Mas cruzam a fronteira em Roraima, todos os dias, centenas de refugiados da ditadura do vizinho —imagine o cenário se houver uma guerra sobre o controle das riquezas de Essequibo, na Guiana.
É, portanto, um assunto do Brasil, para não falar de aspectos geopolíticos e econômicos evidentes, como a exploração do petróleo nas águas que circundam toda a região.
O Acordo de Barbados foi desenhado para chancelar essa ideia de uma nova abordagem, mas a leniência com que Maduro foi tratado colocou tudo em xeque.
O ditador ficou tão à vontade que até tripudiar de Lula pôde, no episódio em que mandou o petista “tomar chá de camomila” quando proferiu uma frase de mera preocupação com a absurda ameaça de Maduro sobre um banho de sangue caso perdesse o pleito.
As famosas “fontes de Planalto” correram à imprensa para dizer que Lula estava irritado, que o governo achava tudo aquilo inaceitável.

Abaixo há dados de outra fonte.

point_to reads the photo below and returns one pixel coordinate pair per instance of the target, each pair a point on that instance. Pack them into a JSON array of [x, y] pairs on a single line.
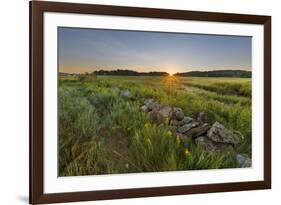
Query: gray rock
[[198, 131], [186, 127], [206, 143], [144, 108], [150, 100], [211, 146], [152, 105], [157, 117], [178, 113], [165, 111], [174, 122], [243, 160], [125, 93], [218, 133], [201, 117], [185, 120]]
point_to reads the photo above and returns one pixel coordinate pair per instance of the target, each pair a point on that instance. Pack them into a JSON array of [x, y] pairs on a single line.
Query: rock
[[174, 122], [150, 100], [144, 108], [218, 133], [151, 105], [125, 93], [211, 146], [165, 111], [201, 117], [198, 131], [177, 113], [185, 120], [157, 117], [186, 127], [206, 143], [243, 160]]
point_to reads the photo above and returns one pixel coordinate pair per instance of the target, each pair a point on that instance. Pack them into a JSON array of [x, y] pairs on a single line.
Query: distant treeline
[[128, 73], [215, 73]]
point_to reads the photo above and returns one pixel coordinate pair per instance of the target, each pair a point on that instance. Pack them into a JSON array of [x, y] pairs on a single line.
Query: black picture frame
[[37, 9]]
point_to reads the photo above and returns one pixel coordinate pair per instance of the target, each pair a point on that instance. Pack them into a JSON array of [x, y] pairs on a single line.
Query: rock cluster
[[215, 137]]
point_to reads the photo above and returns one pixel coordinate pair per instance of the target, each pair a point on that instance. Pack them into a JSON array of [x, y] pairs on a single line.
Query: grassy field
[[103, 133]]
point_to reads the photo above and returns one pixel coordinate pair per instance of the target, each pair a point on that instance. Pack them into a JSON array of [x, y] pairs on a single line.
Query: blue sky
[[86, 50]]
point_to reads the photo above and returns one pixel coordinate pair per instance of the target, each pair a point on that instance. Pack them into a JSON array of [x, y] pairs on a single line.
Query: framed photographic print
[[138, 102]]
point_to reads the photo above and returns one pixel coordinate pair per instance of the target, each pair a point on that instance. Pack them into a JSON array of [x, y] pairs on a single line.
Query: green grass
[[102, 133]]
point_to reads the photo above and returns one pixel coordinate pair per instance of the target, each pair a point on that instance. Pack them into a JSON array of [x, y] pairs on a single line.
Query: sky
[[83, 50]]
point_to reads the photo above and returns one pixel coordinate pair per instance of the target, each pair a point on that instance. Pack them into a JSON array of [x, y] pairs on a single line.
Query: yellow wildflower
[[147, 125], [169, 134], [187, 153], [178, 139], [167, 121], [148, 141]]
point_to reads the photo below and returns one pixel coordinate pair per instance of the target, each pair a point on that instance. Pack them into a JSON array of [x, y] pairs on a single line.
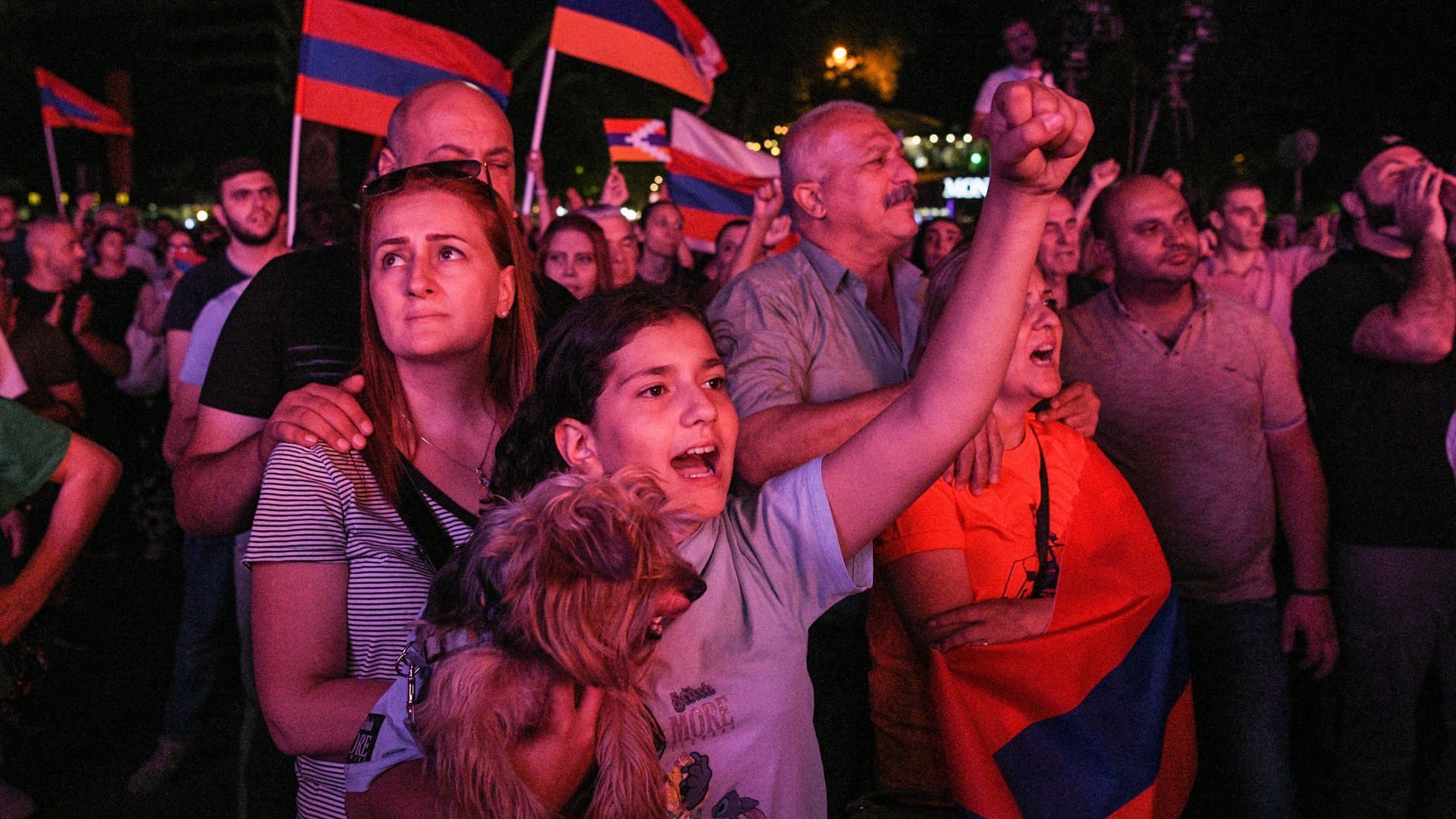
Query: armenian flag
[[655, 39], [712, 178], [63, 105], [356, 63], [637, 140], [1092, 719]]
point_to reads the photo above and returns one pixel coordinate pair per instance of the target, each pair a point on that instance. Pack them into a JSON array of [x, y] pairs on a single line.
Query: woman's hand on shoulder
[[989, 621], [319, 413]]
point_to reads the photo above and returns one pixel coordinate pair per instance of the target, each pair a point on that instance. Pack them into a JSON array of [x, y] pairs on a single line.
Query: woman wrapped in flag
[[1028, 656]]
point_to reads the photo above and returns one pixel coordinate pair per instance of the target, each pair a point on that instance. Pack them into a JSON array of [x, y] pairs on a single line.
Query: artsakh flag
[[63, 105], [655, 39], [637, 140], [712, 178], [1092, 719], [187, 260], [356, 63]]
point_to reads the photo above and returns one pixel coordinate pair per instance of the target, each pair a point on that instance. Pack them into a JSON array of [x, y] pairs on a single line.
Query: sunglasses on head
[[444, 169]]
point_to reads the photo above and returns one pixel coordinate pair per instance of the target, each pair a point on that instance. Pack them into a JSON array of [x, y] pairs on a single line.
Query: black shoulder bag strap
[[1047, 569], [431, 541]]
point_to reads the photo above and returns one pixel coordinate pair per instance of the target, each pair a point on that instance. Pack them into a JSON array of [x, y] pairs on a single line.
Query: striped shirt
[[324, 506]]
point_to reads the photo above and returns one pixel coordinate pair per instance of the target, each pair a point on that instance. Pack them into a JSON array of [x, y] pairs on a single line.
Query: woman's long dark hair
[[571, 373]]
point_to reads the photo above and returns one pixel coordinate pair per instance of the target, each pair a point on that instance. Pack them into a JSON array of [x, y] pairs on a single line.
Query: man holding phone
[[1375, 333]]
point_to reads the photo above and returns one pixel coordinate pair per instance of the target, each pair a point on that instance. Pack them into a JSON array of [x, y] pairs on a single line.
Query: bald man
[[1203, 414], [294, 334], [821, 343], [280, 363]]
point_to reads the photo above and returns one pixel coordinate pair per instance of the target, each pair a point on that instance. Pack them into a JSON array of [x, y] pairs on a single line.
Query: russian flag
[[63, 105], [655, 39], [1092, 719], [712, 178], [356, 63], [637, 140]]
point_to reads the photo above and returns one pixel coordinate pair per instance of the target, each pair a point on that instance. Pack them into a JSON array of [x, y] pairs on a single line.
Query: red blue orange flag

Agora, caberá a Lula dar ou não aval à possibilidade de Maduro escalar sua tirania.
A argumentação padrão brasileira, de não interferir em assuntos internos de outros países e de colocar à frente o proveito potencial nas relações entre Estados, não caberá desta vez. O que ocorre na Venezuela é sim de interesse brasileiro, e há prejuízo reputacional por ter se deixado enganar, voluntariamente ou não, pela pantomima eleitoral de Maduro.
O que for decidido à frente sobre o pleito venezuelano terá repercussão sobre todo o restante da gestão Lula no campo internacional. É um risco, mas também uma oportunidade.